It was pointed out that I may have misunderstood your concerns with my first reply. That you were probably alluding to the fact that the code I offered the OP only detects the first possible matching sequence, rather than returning all possible sequences. I attempted to offer the OP a starting point from which to understand how to develop recursive solutions, rather than just hand him a complete solution on a plate.

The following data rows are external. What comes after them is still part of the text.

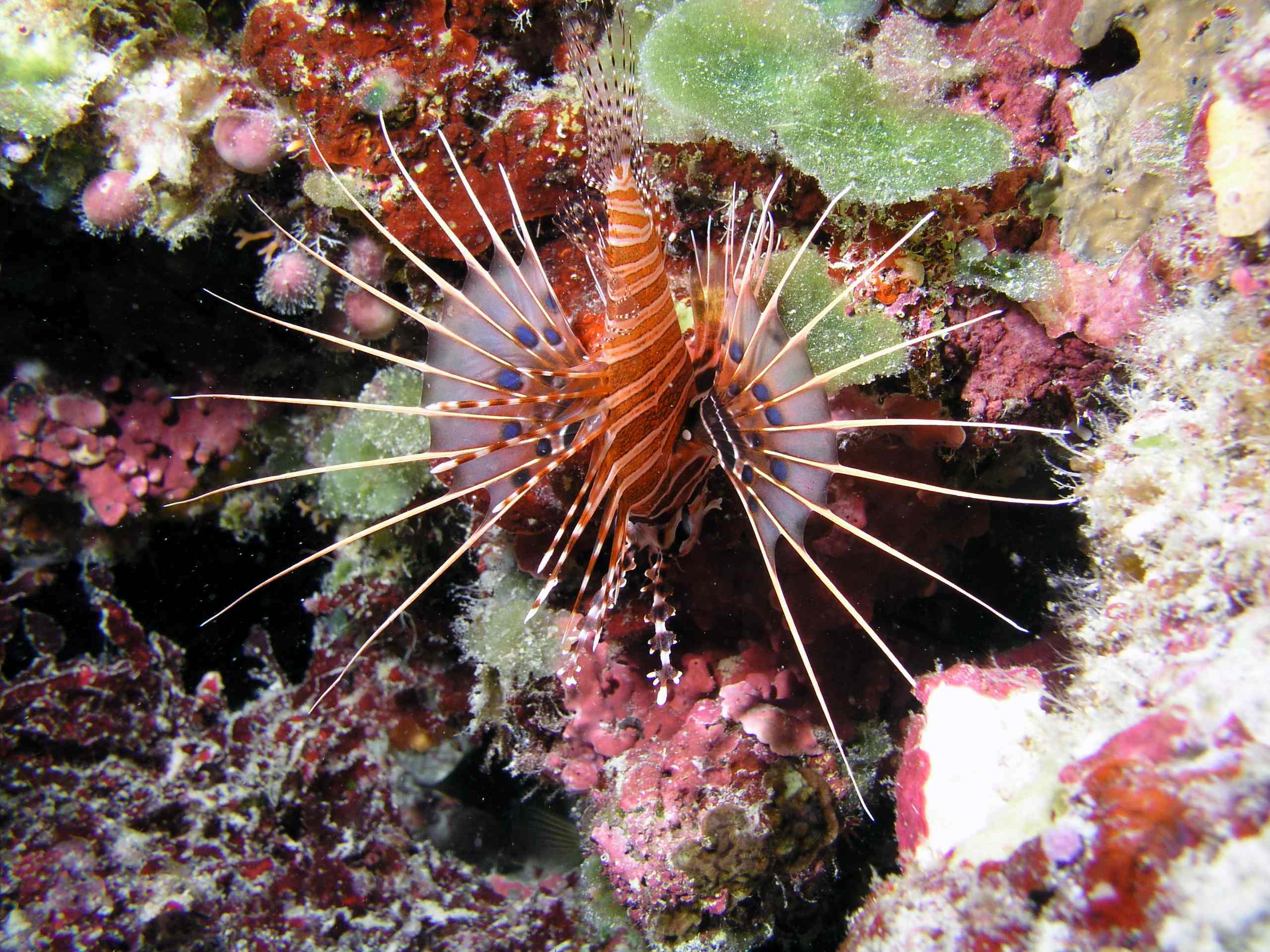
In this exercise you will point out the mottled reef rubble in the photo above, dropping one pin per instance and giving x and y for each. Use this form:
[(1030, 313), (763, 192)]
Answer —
[(1101, 782)]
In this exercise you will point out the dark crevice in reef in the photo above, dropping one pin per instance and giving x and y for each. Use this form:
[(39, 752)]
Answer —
[(1115, 54), (190, 570)]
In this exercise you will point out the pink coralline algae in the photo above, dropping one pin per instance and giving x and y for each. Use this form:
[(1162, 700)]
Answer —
[(1157, 800), (1016, 363), (151, 818), (711, 797), (1099, 305), (117, 451)]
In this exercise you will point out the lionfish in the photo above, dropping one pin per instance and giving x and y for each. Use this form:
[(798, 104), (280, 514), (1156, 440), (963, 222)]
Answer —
[(512, 394)]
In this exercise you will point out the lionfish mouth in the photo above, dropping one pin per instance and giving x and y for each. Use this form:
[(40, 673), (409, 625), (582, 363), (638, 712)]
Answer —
[(513, 395)]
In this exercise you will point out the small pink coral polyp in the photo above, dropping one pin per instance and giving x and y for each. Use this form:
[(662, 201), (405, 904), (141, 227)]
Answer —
[(291, 284), (370, 316), (112, 202), (248, 140)]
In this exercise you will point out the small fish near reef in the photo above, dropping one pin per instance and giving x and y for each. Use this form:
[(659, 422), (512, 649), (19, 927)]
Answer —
[(648, 413)]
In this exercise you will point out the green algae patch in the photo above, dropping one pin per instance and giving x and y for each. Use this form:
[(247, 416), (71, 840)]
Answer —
[(361, 436), (1019, 276), (49, 65), (771, 74), (840, 338)]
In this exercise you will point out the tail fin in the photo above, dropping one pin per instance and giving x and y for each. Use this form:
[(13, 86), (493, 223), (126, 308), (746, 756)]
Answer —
[(611, 102)]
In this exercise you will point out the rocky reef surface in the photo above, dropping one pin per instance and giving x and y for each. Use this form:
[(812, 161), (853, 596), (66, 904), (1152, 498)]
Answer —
[(1098, 173)]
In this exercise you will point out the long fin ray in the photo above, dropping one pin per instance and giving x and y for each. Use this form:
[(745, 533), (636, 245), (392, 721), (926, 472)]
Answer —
[(911, 484), (478, 532), (769, 564), (313, 472), (889, 550)]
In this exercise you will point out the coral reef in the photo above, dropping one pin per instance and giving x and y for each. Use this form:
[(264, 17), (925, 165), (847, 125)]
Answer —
[(160, 819), (1096, 173)]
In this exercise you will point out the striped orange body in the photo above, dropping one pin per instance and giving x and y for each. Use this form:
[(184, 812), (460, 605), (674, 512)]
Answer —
[(649, 368)]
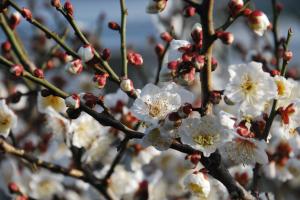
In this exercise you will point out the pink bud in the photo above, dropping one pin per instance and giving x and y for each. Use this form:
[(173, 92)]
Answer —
[(13, 187), (100, 79), (27, 14), (75, 67), (114, 26), (226, 37), (17, 70), (287, 55), (126, 85), (134, 58), (68, 7), (189, 11), (166, 36), (159, 50), (73, 101), (106, 54), (6, 46), (56, 3), (86, 53), (39, 73)]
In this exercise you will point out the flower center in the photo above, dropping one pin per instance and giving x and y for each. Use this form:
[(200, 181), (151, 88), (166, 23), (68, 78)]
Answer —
[(280, 87), (204, 140), (247, 85)]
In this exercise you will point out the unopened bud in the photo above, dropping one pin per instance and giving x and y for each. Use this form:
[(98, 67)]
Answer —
[(114, 26), (73, 101), (74, 67), (287, 55), (189, 11), (6, 46), (134, 58), (17, 70), (86, 53), (68, 7), (106, 54), (126, 85), (39, 73), (166, 36)]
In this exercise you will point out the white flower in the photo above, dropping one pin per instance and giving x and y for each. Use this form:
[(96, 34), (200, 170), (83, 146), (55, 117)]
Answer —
[(8, 119), (85, 130), (86, 53), (57, 124), (155, 103), (44, 185), (258, 22), (246, 150), (251, 87), (285, 125), (57, 103), (205, 134), (197, 184), (154, 136)]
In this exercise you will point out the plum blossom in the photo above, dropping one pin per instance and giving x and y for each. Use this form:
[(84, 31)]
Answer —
[(250, 87), (8, 119), (205, 134), (155, 103)]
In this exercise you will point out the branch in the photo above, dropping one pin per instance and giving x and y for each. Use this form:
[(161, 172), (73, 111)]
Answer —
[(124, 14)]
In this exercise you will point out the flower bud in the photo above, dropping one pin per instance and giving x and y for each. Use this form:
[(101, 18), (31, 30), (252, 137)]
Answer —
[(14, 20), (6, 46), (126, 85), (86, 53), (235, 6), (17, 70), (106, 54), (134, 58), (258, 22), (225, 37), (166, 36), (68, 7), (74, 67), (189, 11), (159, 50), (114, 26), (173, 65), (287, 55), (100, 79), (26, 13), (13, 187), (73, 101), (156, 6), (56, 3), (39, 73), (88, 99)]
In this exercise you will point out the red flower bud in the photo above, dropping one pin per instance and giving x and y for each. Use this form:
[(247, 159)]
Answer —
[(17, 70), (114, 26), (56, 3), (189, 11), (13, 187), (167, 37), (159, 50), (106, 54), (134, 58), (26, 13), (287, 55), (68, 7), (39, 73), (6, 46)]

That starting point can easily be extended to return the numbers involved in the (first) sequence detected:

sub sumTo {
    my $target = shift;
    for my $i ( 0 .. $#_ ) {
        return [ $_[ $i ] ] if $_[ $i ] == $target;
        if( @{
            $_ = sumTo( $target - $_[ $i ], @_[ 0 .. $i-1, $i+1 .. $#_
+ ] )
        } ) {
            return [ $_[ $i ], @{ $_ } ];
        }
    }
    return [];
}
[download]

And that can be extended to produce all sequences as follows:

sub sumTo {
    my $target = shift;
    return map {
        $_[ $_ ] == $target
        ? [ $target ]
        : do{
            my $x = $_[ $_ ];
            map {
               @{ $_ }
               ? [ $x, @{ $_ } ]
               : ()
            } sumTo( $target - $x, @_[ 0 .. $_-1, $_+1 .. $#_ ] );
        };
    } 0 .. $#_;
}

my @numbers = ( 5, -6, 8, 10, 12, 3, 10 );

print "$ARGV[ 0 ]: sum [@$_] => ", sum( @$_ )
    for sumTo( $ARGV[ 0 ], @numbers );

__END__

[ 9:46:47.20] c:\test>688357 21
21: sum [5 -6 10 12] => 21
21: sum [5 -6 12 10] => 21
21: sum [5 -6 12 10] => 21
21: sum [5 -6 10 12] => 21
21: sum [5 10 -6 12] => 21
21: sum [5 10 12 -6] => 21
21: sum [5 12 -6 10] => 21
21: sum [5 12 -6 10] => 21
21: sum [5 12 10 -6] => 21
21: sum [5 12 10 -6] => 21
21: sum [5 10 -6 12] => 21
21: sum [5 10 12 -6] => 21
21: sum [-6 5 10 12] => 21
21: sum [-6 5 12 10] => 21
21: sum [-6 5 12 10] => 21
21: sum [-6 5 10 12] => 21
21: sum [-6 10 5 12] => 21
21: sum [-6 10 12 5] => 21
21: sum [-6 12 5 10] => 21
21: sum [-6 12 5 10] => 21
21: sum [-6 12 10 5] => 21
21: sum [-6 12 10 5] => 21
21: sum [-6 10 5 12] => 21
21: sum [-6 10 12 5] => 21
21: sum [8 10 3] => 21
21: sum [8 3 10] => 21
21: sum [8 3 10] => 21
21: sum [8 10 3] => 21
21: sum [10 5 -6 12] => 21
21: sum [10 5 12 -6] => 21
21: sum [10 -6 5 12] => 21
21: sum [10 -6 12 5] => 21
21: sum [10 8 3] => 21
21: sum [10 12 5 -6] => 21
21: sum [10 12 -6 5] => 21
21: sum [10 3 8] => 21
21: sum [12 5 -6 10] => 21
21: sum [12 5 -6 10] => 21
21: sum [12 5 10 -6] => 21
21: sum [12 5 10 -6] => 21
21: sum [12 -6 5 10] => 21
21: sum [12 -6 5 10] => 21
21: sum [12 -6 10 5] => 21
21: sum [12 -6 10 5] => 21
21: sum [12 10 5 -6] => 21
21: sum [12 10 -6 5] => 21
21: sum [12 10 5 -6] => 21
21: sum [12 10 -6 5] => 21
21: sum [3 8 10] => 21
21: sum [3 8 10] => 21
21: sum [3 10 8] => 21
21: sum [3 10 8] => 21
21: sum [10 5 -6 12] => 21
21: sum [10 5 12 -6] => 21
21: sum [10 -6 5 12] => 21
21: sum [10 -6 12 5] => 21
21: sum [10 8 3] => 21
21: sum [10 12 5 -6] => 21
21: sum [10 12 -6 5] => 21
21: sum [10 3 8] => 21
[download]

Each is a logical progression of the preceeding.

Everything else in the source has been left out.